Madrid (1993) is one of the photographs that Gabriele Basilico took in the Spanish capital in 1993. It was exhibited at the Oliva Arauna Gallery in 2005, along with twelve photos that he took in Naples, Milan, Buenos Aires, Buffalo, Lausanne, Madrid and Berlin over several years. Fifteen copies were published in each series.
Nearly all his large photographs, except those of Buenos Aires, were in landscape format, providing a framing adjusted to a nearly monumental building; he thus sought to reflect a viewpoint formed inside the city, i.e. an urban viewpoint. This format comes from his work in the Naples underground, which he carried out with Italian art critic Achille Bonito Oliva.
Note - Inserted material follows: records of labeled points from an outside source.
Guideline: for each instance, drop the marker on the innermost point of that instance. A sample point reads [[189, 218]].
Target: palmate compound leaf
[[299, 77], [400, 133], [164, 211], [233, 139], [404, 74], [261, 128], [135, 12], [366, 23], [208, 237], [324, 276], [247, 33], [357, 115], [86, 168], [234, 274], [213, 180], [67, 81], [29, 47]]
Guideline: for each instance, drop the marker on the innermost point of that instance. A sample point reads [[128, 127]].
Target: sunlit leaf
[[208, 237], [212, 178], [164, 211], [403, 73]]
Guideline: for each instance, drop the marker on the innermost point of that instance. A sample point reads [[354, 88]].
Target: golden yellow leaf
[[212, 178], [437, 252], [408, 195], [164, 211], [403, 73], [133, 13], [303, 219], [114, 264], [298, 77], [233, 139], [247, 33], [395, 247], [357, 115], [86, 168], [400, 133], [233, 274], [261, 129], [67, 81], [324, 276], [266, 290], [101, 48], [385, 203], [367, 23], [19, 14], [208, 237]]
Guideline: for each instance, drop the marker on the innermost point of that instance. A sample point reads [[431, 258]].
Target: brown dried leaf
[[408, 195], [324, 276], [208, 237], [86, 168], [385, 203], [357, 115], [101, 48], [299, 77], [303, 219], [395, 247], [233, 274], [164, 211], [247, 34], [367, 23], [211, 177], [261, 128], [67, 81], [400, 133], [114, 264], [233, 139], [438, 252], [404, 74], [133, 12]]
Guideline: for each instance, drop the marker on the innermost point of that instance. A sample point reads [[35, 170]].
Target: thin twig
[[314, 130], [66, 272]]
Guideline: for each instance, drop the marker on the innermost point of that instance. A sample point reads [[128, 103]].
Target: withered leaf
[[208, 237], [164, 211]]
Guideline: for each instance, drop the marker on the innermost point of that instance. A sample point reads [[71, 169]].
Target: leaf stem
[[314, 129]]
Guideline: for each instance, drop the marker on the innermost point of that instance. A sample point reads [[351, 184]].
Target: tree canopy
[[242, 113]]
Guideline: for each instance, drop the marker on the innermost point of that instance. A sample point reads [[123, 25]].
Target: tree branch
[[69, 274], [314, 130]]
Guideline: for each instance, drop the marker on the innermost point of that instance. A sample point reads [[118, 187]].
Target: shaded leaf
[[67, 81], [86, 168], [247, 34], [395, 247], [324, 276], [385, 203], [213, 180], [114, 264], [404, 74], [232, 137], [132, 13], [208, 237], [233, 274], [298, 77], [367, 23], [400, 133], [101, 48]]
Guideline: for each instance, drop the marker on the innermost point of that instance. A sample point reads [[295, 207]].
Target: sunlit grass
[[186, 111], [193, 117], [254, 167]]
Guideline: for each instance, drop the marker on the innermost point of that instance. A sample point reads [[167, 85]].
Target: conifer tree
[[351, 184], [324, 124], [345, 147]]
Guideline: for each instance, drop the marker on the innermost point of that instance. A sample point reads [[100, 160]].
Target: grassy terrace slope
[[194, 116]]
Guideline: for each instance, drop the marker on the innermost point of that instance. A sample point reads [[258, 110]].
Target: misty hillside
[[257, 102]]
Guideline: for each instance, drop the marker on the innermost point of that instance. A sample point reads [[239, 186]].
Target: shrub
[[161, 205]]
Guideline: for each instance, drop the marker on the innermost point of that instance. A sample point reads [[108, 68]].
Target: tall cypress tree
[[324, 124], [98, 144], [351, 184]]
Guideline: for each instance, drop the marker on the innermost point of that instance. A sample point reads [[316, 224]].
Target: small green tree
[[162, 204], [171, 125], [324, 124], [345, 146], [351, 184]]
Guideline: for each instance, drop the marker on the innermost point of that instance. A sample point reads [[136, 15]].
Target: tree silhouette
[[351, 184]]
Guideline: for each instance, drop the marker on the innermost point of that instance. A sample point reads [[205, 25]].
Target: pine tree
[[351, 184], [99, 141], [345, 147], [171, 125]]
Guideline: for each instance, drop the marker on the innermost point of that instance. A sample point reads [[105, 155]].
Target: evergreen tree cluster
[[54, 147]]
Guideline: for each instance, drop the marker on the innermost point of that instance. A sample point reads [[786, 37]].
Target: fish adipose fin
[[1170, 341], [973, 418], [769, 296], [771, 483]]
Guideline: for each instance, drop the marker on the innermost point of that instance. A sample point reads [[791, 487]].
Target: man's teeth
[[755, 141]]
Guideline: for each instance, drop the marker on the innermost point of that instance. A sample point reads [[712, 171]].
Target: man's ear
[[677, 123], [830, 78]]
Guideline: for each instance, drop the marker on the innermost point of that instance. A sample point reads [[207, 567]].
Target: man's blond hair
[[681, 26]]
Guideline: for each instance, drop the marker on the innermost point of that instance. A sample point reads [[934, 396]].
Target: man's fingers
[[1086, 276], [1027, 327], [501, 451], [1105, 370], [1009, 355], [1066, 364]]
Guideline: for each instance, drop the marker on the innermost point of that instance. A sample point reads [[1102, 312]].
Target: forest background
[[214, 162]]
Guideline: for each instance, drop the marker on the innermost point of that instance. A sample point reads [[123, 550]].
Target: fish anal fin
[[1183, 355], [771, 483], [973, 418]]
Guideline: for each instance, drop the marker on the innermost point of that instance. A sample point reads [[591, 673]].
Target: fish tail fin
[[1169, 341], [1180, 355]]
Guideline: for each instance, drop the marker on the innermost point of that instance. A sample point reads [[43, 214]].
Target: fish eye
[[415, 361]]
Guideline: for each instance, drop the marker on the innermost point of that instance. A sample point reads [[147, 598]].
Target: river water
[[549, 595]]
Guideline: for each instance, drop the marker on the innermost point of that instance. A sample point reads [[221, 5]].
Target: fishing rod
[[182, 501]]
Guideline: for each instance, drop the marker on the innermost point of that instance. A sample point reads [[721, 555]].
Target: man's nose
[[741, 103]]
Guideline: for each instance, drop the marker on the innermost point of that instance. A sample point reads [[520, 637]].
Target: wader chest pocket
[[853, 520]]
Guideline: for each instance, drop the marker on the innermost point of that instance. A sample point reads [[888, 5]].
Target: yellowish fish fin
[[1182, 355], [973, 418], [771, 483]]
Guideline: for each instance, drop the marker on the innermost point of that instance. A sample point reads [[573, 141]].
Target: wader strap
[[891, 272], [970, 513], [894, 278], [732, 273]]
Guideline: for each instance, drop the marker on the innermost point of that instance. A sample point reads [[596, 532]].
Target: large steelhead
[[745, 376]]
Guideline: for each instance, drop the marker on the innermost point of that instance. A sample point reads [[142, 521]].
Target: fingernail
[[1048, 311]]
Basilico did not portray the well-known places of a city, its monuments or tourist sights, but rather anthropomorphised it to some extent: ‘I see a city as a large body that breathes, a body growing, in transformation, and I strive to grasp the signs, like a doctor investigating changes in the human body. I am always searching for new points of view, as if the city were a maze and the eye were looking for an entry point’. Madrid, the photograph held in the Collection, is a shot of the back of the Círculo de Bellas Artes. The image stresses the human point of view, that of the flâneur who strolls along and turns into a street without knowing – or caring – where it will take him.